Varda c’est le corps de ma grand-mère dans la tête de Candide. Son cœur est tissé de filaments poétiques qu’elle démêle sous nos yeux, pliant la laideur de la dèche, comprimant les gros camions des autoroutes dans ses mains. Ses mains ridées qu’elle filme comme une patate. Sans condescendance ni mépris, Varda filme la France des glaneurs comme Rembrandt la peignait en son temps. Varda c’est le cinéma improvisé qui sublime l’humanité et qui n’écrase pas son spectateur. C’est populiste et c’est tant mieux.

07.01.21 – HD sur TV

Double ration de Costner en 2021 : Les Incorruptibles et le soldat corruptible de Danse avec les loups une semaine plus tard !

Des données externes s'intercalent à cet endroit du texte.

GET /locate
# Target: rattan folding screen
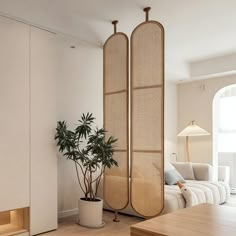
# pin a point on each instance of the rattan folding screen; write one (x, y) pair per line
(146, 118)
(116, 96)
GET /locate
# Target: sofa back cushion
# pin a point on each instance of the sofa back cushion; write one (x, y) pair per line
(185, 169)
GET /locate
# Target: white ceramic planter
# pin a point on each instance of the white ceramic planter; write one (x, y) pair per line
(90, 213)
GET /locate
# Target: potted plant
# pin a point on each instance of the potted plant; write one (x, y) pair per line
(91, 153)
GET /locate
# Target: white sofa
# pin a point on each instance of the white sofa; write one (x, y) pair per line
(199, 179)
(204, 189)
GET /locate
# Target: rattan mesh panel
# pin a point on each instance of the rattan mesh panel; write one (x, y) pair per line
(147, 42)
(147, 183)
(147, 118)
(116, 180)
(116, 118)
(116, 183)
(116, 59)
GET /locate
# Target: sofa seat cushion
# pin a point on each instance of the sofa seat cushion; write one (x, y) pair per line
(203, 192)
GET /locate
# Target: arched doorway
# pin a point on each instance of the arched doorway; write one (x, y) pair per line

Le deuxième film surpasse le premier, ne serait-ce que dans l’ampleur de l’œuvre qui s’étend dans des paysages infinis. Quitte à être gourmand, autant opter pour l’option Director’s cut de 3h52 qui, en comparant, n’apporte pas grand chose, hormis des réponses supplémentaires (notamment la désaffection initiale des hommes du fort) dont on aurait très bien pu se passer. Le film partage avec Impitoyable, de magnifiques paysages. J’aborde Impitoyable, d’abord parce qu’il est excellent et ensuite par que ces deux films ont pour point commun de clôturer le western classique de l’époque. Les 3 premiers quart du film sont grandioses, avec une narration décousus, des instants contemplatifs plus que méditatifs. La solitude comme point d’orgue d’une œuvre où les animaux et le silence sont de remarquables compères. Le véritable intérêt du film vient de l’incompréhension de deux cultures qui peu à peu arriveront à s’entendre. Malheureusement, le récit s’effrite et tombe dans les travers de la romance amoureuse et de la bataille Indiens/Soldats qui surlignent la laideur des comportements humains (au cas où on aurait pas compris…) Une œuvre moins marquante qu’elle aurait pu être si elle avait proposé davantage d’espace et de réflexions au spectateur.

08.01.21 – DVD

Foucault a inventé le concept philosophique d’hétérotopie (localisation physique de l’utopie), Kim Ki-duk en a fait une application cinématographique. À partir du moment où l’enfant se met à pleurer, syndrome de Stendhal dans mes yeux, il n’a cessé de pleuvoir de joie dans mon corps.